More often than not, I will cite “Dracula” by Bram Stoker as a key piece of vampire literature. The reasoning is obvious, the book has never been out of print since its publication in 1897 and there are very few people that have not heard of the character, even if they haven’t read Stoker’s seminal work. A quick search on imdb shows over 140 movies with a full or partial name match to Dracula, not to mention those other movies directly linked to the book and/or character.
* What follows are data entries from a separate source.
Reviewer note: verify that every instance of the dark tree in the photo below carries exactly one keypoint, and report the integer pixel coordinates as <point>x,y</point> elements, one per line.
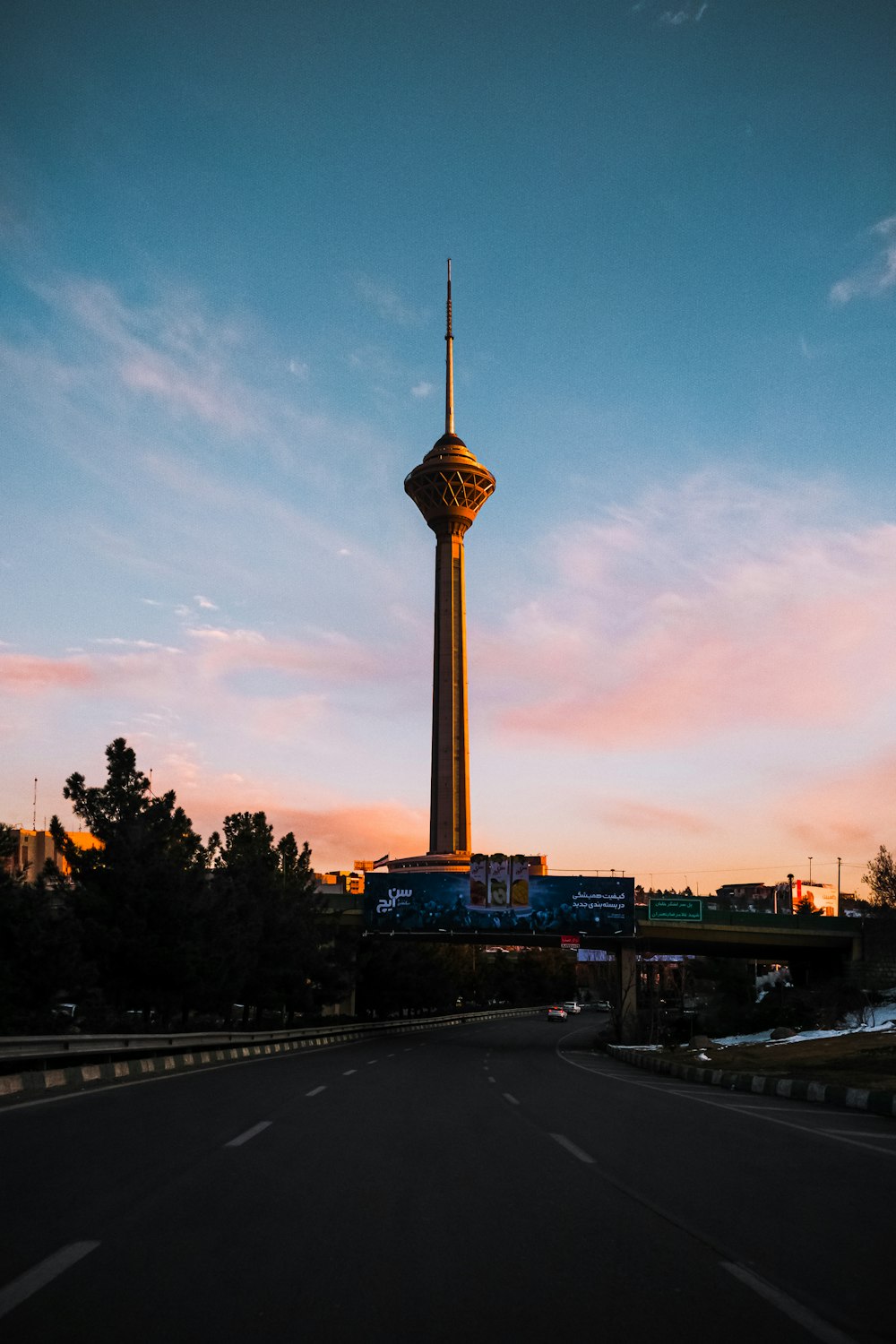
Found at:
<point>281,946</point>
<point>880,878</point>
<point>39,946</point>
<point>137,895</point>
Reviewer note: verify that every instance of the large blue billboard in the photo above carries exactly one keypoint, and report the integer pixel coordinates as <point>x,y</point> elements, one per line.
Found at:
<point>449,902</point>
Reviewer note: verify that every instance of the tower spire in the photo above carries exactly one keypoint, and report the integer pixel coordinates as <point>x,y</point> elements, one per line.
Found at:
<point>449,362</point>
<point>449,487</point>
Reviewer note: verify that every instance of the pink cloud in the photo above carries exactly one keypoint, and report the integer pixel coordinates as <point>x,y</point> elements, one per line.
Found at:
<point>699,613</point>
<point>849,812</point>
<point>645,816</point>
<point>31,675</point>
<point>338,835</point>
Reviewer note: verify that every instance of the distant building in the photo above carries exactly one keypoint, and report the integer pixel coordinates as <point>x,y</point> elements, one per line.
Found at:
<point>340,883</point>
<point>32,849</point>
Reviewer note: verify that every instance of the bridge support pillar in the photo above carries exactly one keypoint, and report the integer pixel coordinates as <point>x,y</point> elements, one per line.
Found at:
<point>627,994</point>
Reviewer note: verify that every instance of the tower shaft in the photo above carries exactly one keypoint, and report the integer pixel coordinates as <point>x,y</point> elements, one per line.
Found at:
<point>450,787</point>
<point>449,487</point>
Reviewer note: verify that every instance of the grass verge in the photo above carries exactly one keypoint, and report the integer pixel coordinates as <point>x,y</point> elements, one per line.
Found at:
<point>860,1059</point>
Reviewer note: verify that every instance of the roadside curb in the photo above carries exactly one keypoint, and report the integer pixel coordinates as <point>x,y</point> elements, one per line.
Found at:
<point>39,1083</point>
<point>763,1085</point>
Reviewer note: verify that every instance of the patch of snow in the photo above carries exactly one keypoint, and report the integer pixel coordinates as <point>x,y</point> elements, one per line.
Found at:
<point>879,1019</point>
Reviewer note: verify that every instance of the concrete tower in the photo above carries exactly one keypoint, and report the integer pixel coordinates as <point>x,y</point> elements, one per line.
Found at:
<point>449,488</point>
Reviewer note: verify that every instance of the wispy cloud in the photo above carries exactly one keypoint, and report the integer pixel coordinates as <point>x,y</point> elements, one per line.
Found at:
<point>877,276</point>
<point>634,814</point>
<point>841,812</point>
<point>27,674</point>
<point>689,13</point>
<point>702,610</point>
<point>389,303</point>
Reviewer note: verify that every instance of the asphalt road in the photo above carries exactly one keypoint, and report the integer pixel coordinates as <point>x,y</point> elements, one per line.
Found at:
<point>490,1182</point>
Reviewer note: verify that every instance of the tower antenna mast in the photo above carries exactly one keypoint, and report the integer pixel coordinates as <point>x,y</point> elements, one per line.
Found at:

Another, less well known vampire story was by another Irishman, Sheridan Le Fanu and his story “Carmilla”, which was first published in 1872, has had a defining effect on the genre also. It is clear that Stoker was aware of “Carmilla”. Le Fanu’s story is set in the country of Styria and, in an early manuscript, “Dracula” was also destined to be set there, until Stoker changed location to Transylvania. The deleted first chapter (according to Florence Stoker) of “Dracula”, “Dracula’s Guest” is still set in Styria.
In Le Fanu’s novella, a wealthy English widower retires to Styria with his daughter Laura. Laura awaits the arrival of a friend when General Speilsdorf, her friend’s father, sends a letter to say that his daughter has died.
There is then a carriage accident outside their home. Carmilla, the young passenger, is uninjured but her mother informs Laura’s father that she is on urgent business and cannot be delayed, thus arranges for Carmilla to stay with the family.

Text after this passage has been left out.